In the days before the Second World War, there was no more celebrated church in the whole of Manila than the Jesuit run San Ignacio, located at the heart of Intramuros. It was the masterpiece of that order: though considerabl less formidable in size than the monumental San Agustin, or the perpetual malcontent that is the Manila Cathedral, San Ignacio commanded the attention of all who set foot in its venerable halls. Upon entering the church, one is struck by the unparalleled beauty of the High Altar: built in the more sober and restrained incarnations of the Spanish Baroque, the central niche housed an image of the Immaculate Conception, carved with exceptional detail by the legendary Isabelo Tampinco. Tampinco would later on be known as the Philippines' answer to Francisco Salzillo of Spain-- the images he carved were so beautiful and lifelike that one would think them real people, locked in stasis for all time.
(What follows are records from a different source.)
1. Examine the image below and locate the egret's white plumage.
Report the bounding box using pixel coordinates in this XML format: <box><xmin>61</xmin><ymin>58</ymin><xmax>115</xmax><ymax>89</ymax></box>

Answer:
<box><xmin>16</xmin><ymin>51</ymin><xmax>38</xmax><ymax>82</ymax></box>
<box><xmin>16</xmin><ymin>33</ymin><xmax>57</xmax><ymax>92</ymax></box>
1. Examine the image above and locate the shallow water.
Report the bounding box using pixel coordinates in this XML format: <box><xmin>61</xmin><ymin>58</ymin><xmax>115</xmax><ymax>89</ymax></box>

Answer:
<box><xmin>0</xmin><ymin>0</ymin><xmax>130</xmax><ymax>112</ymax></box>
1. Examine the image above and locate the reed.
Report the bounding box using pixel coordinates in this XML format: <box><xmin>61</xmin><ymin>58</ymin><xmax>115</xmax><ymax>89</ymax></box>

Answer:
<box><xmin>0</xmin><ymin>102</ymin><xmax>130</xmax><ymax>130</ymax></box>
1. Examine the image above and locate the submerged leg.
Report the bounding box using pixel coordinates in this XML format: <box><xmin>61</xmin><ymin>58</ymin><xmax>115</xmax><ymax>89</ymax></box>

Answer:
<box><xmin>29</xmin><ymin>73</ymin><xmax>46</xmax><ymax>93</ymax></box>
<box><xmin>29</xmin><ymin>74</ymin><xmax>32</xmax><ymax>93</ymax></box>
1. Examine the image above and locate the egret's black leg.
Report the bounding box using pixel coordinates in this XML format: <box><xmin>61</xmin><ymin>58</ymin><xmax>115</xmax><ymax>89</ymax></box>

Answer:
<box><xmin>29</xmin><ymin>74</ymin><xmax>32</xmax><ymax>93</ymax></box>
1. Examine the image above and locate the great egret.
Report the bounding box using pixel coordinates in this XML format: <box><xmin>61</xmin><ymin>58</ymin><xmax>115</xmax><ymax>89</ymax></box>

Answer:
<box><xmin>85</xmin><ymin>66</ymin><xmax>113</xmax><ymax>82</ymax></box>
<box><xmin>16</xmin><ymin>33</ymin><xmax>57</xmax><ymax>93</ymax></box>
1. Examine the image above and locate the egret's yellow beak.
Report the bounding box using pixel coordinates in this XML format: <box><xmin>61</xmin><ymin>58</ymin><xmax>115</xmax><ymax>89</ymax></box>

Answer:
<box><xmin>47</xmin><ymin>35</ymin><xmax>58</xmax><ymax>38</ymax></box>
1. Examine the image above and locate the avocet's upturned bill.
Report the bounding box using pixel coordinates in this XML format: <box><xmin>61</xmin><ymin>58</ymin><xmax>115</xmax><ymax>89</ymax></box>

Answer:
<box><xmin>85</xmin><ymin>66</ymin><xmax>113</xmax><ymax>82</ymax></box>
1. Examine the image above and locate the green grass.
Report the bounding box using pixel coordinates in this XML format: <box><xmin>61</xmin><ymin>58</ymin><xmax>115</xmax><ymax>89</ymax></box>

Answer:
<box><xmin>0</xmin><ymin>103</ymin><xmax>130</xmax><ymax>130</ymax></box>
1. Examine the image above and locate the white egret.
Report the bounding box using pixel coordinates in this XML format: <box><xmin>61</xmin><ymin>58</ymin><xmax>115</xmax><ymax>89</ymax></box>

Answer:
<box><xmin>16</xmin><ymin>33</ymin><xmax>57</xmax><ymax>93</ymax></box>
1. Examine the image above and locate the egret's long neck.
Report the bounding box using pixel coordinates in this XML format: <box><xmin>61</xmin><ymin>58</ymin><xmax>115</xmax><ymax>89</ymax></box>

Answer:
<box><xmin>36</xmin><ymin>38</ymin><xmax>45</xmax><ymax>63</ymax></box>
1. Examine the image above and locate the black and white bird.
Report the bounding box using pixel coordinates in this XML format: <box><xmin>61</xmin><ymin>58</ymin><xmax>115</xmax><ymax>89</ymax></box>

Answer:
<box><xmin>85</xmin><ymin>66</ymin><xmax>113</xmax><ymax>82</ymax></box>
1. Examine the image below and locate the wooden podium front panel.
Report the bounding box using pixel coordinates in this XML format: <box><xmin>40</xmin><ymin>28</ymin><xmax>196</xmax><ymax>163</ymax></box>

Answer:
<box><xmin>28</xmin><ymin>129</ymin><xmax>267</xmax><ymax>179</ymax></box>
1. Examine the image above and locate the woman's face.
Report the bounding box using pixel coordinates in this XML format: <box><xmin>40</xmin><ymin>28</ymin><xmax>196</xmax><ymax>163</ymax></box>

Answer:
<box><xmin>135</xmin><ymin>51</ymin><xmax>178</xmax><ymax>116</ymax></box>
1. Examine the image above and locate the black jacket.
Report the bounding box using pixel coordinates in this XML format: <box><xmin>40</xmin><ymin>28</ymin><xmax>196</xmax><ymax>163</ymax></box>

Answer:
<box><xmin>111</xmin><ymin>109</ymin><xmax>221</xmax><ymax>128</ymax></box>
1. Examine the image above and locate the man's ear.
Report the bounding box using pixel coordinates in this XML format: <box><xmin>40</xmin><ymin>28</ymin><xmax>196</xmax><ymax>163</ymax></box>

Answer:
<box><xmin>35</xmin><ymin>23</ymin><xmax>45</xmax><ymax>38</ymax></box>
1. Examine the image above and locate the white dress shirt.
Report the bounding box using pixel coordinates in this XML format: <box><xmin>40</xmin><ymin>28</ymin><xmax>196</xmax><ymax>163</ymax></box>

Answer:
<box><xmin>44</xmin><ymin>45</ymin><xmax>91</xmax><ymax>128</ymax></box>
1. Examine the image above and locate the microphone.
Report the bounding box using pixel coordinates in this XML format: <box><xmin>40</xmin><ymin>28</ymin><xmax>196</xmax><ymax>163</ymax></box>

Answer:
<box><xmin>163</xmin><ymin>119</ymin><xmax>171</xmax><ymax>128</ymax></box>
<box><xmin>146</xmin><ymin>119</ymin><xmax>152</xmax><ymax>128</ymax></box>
The church's carved ceiling was famed throughout the whole country as one of the few examples of the artesonado style, and, if old stories are to be believed, was heavily plated in gold. The Stations of the Cross, and other pious images, notably of the Immaculate Conception and Saint Ignatius, for whom the church was named, were all done by Tampinco. Such was the grandeur of the church, that it even became a status symbol to visit it. No wonder it was the favorite church of the elite to have their children baptized. From 1889, when it was first built, San Ignacio remained a repository of the very best that Filipino skill and artistry had to offer.
In 1945, at the height of the War, San Ignacio was destroyed during the liberation of Manila. It lasted a little over 56 years, and sadly, nothing survived the destruction, save the memories of the remaining few privileged enough to have been able to gasp in awe at its magnificence. The Jesuits have always referred to this church as their "Sueño Dorado", or golden dream. It is saddening to think that San Ignacio--its ornate halls, flamboyant altars, magnificent vestments and incomparable beauty-- is now only but a dream, a memory ossified and preserved, but nothing more.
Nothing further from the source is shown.